LA HABANA, Cuba, marzo (173.203.82.38) – El “pueblo enardecido” salió nuevamente a las calles. Y no precisamente para combatir a la dictadura. Salió para golpear, escupir y pisotear a varias mujeres indefensas. Con “valor envidiable”, las masas frenéticas se agolpan en la calle Neptuno para echar fuego por la boca. Como son revolucionarios, el régimen les permite tomar las calles y avenidas de la ciudad para realizar su show “patriótico”, y hasta les garantiza la transportación. Militares, agentes de la Seguridad del Estado y militantes del Partido Comunista, se disfrazan de pueblo y demuestran que en Cuba prevalece por encima del los valores humanos, una ideología absurda.
A pesar de que fueron aguantados por un tiempo, supuestamente gracias al Cardenal Ortega, la furia de estas personas vuelve por sus fueros. Por internet se puede ver la heroicidad de estos defensores de la revolución. Ancianas tiradas por el suelo, escupidas y humilladas, son la manifestación de los “elevados” sentimientos revolucionarios que inspiran a las llamadas masas ardientes.
Ese es el pueblo enardecido que muestran los medios oficiales en los espacios noticiosos. No el otro, el que de verdad se enfurece y lucha a la hora de comprar una libra de papas o dos libras de arroz. O el que se atropella cuando llegan los huevos, el picadillo de soya y el pollo por la libreta de racionamiento.
Mientras un grupo de personas se manifestaba el pasado 23 de febrero contra las valientes Damas de Blanco, que conmemoraban la muerte de uno de sus hijos, en el resto de la ciudad cientos de miles de habaneros enardecidos luchaban para conseguir la “jama” del día, y muchas madres trataban de conseguir leche para sus hijos. Y ninguno de ellos se interesó en sumarse a la insípida masa que sale a las calles a hacer de tropa de choque del gobierno.
Desde los sucesos de Mariel, en 1980, el guión es el mismo. Nada ha cambiado, sólo que el “pueblo enardecido” hoy no tira huevos ni tomates a los contrarrevolucionarios, como en ese momento. Hoy, en medio de tanta hambre, el arrebato y el fervor revolucionario no son tan fuertes como para gastar un huevo o un tomate lanzándolo contra el enemigo. Hoy los del pueblo enardecido reciben, como compensación por su actuación, una merienda que consiste en un pan con un par de lascas de jamonada y el transporte para regresar a sus hogares después de finalizar el mitin “espontáneo”.
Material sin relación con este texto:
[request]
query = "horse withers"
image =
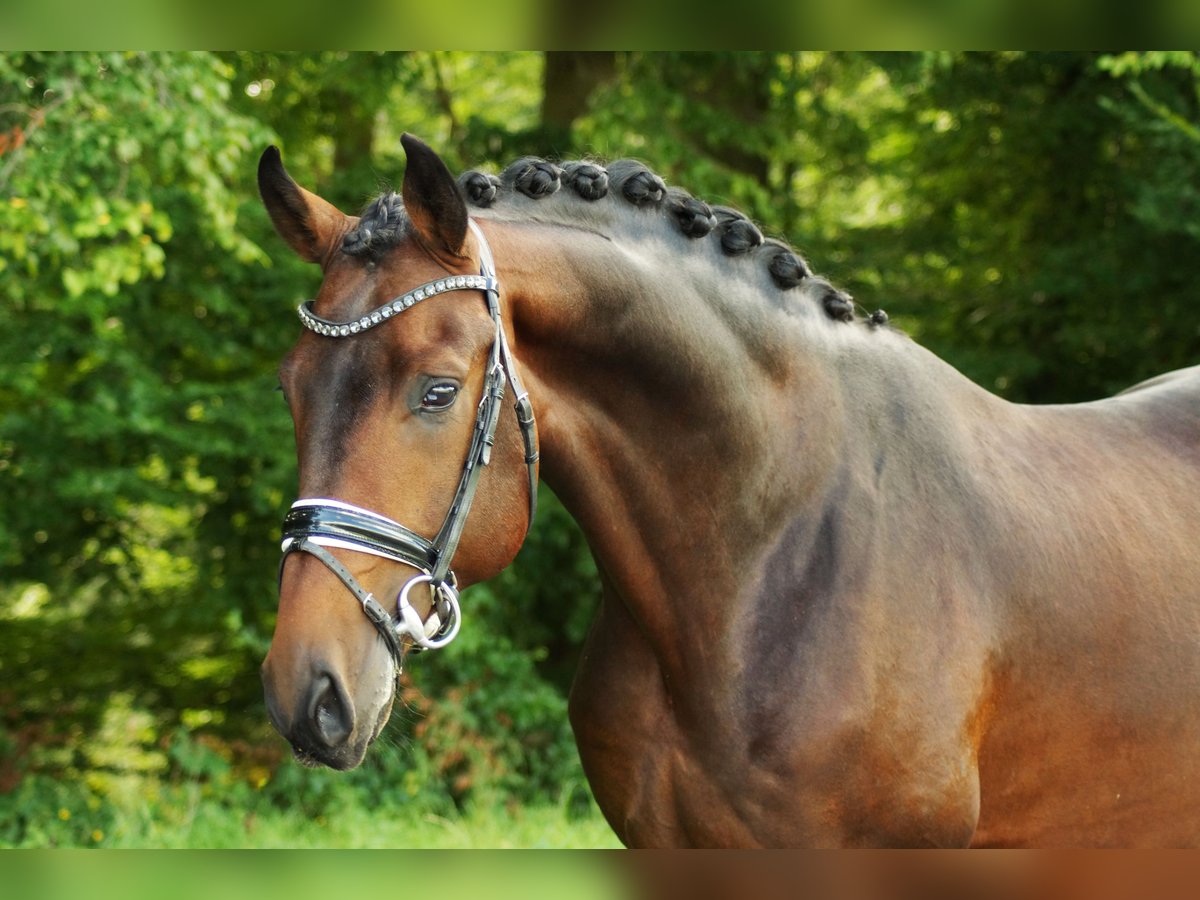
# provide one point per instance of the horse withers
(850, 598)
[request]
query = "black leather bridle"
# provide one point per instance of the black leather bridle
(317, 523)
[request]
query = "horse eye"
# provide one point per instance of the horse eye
(439, 396)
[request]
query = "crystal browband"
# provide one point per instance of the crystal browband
(353, 327)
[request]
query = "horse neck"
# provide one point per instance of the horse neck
(679, 414)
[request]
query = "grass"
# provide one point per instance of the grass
(203, 823)
(141, 813)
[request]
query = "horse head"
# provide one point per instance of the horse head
(394, 390)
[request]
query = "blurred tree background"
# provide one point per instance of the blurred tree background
(1032, 217)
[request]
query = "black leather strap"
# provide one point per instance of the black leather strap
(363, 528)
(375, 612)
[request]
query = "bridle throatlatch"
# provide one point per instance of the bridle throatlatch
(315, 525)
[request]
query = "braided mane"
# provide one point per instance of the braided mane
(383, 223)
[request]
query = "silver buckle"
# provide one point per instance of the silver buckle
(442, 625)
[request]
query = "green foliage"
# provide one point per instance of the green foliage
(1032, 217)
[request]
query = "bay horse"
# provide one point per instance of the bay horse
(850, 598)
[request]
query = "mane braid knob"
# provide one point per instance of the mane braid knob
(588, 180)
(787, 270)
(838, 304)
(636, 183)
(738, 234)
(533, 177)
(695, 217)
(479, 187)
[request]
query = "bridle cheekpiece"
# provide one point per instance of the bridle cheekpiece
(315, 525)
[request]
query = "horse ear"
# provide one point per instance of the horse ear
(304, 220)
(432, 199)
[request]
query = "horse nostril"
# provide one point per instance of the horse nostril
(331, 718)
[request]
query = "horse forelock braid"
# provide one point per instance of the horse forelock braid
(379, 227)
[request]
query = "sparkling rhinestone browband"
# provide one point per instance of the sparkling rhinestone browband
(345, 329)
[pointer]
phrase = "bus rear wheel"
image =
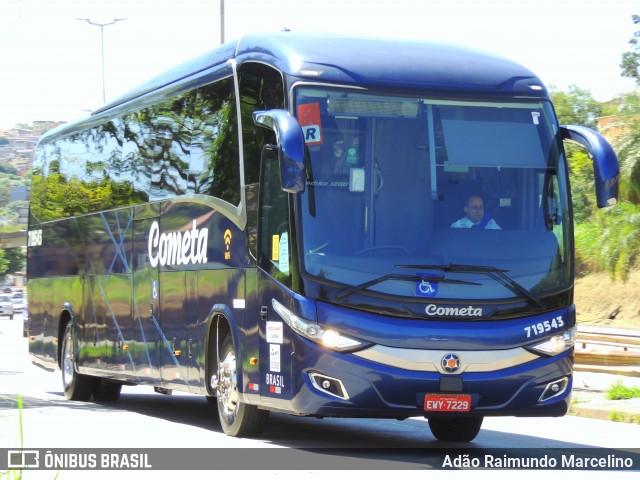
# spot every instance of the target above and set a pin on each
(456, 429)
(236, 418)
(76, 386)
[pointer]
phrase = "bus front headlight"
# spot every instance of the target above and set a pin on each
(557, 343)
(328, 338)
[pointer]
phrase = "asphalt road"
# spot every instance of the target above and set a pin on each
(181, 422)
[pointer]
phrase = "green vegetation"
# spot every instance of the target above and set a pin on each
(618, 391)
(607, 240)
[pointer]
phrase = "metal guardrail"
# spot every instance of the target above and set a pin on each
(13, 239)
(608, 350)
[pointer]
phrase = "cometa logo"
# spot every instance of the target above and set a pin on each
(177, 248)
(470, 311)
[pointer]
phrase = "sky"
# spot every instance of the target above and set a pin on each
(51, 68)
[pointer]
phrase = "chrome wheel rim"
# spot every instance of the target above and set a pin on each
(67, 361)
(227, 385)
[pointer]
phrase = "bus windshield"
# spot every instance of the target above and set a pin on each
(451, 199)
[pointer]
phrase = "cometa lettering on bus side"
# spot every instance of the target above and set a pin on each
(177, 248)
(469, 311)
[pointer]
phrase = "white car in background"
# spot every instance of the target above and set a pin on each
(6, 305)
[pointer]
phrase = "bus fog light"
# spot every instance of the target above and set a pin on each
(554, 389)
(329, 385)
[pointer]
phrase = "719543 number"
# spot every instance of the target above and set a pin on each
(544, 327)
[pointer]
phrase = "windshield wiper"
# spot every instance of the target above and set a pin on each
(395, 276)
(497, 274)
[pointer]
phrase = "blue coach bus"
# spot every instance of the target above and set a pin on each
(272, 225)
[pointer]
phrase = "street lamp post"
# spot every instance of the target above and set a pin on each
(102, 25)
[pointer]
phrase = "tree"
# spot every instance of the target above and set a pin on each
(576, 106)
(630, 63)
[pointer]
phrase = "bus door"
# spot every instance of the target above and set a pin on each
(274, 251)
(147, 338)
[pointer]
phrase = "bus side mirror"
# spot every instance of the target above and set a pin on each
(605, 162)
(291, 149)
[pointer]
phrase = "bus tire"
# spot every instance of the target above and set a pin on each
(76, 386)
(455, 429)
(106, 391)
(236, 418)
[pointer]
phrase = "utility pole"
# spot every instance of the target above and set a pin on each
(221, 22)
(102, 25)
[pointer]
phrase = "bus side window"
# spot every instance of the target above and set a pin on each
(273, 224)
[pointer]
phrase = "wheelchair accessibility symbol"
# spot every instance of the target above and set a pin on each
(426, 289)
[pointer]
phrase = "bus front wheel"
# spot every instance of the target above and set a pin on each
(236, 418)
(456, 429)
(76, 386)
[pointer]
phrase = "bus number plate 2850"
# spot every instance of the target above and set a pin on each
(447, 403)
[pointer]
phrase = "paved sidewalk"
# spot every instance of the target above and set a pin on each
(589, 398)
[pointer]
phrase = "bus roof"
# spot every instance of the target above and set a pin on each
(362, 61)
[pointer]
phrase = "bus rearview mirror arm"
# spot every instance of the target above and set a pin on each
(606, 168)
(291, 148)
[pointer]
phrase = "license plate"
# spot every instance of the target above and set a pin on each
(447, 403)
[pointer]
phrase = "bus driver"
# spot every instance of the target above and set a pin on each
(474, 215)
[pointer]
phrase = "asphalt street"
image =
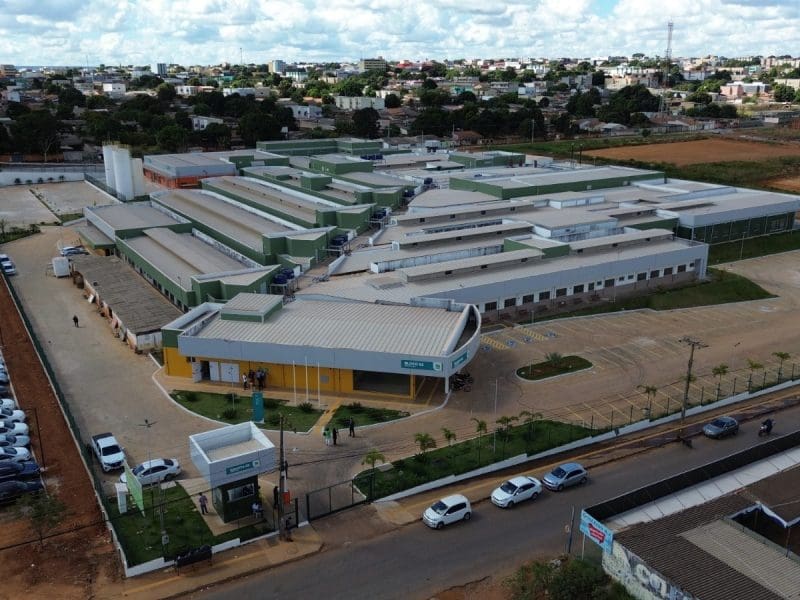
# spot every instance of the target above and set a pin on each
(416, 562)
Muchos de los que componen esta multitud son policías traídos del oriente del país que quieren trabajar en la capital para sobrevivir a la miseria de sus provincias. Aunque para lograrlo, tengan que dedicarse a golpear mujeres.
Lo que debería resultar inquietante para el régimen es la indiferencia, cada vez mayor, del verdadero pueblo. Aunque el guión pretenda mostrar el apoyo al gobierno, se hace cada vez más obvio que se trata de eso: un guión mal representado.
El “pueblo enardecido” es un invento del régimen. El otro, el verdadero, el incrédulo, el apático, es cada día más contrarrevolucionario, apoya en silencio a las Damas de Blanco, y a toda costa busca emigrar para escapar de tanta locura y desventura.
Cuando oiga a través de los medios decir que el pueblo enardecido salió a las calles a combatir a las mercenarias Damas de Blanco, no se deje engañar. El verdadero pueblo está demasiado ocupado haciendo colas para poder comer o tratando de encontrar la forma de huir, y no se presta a esas payasadas.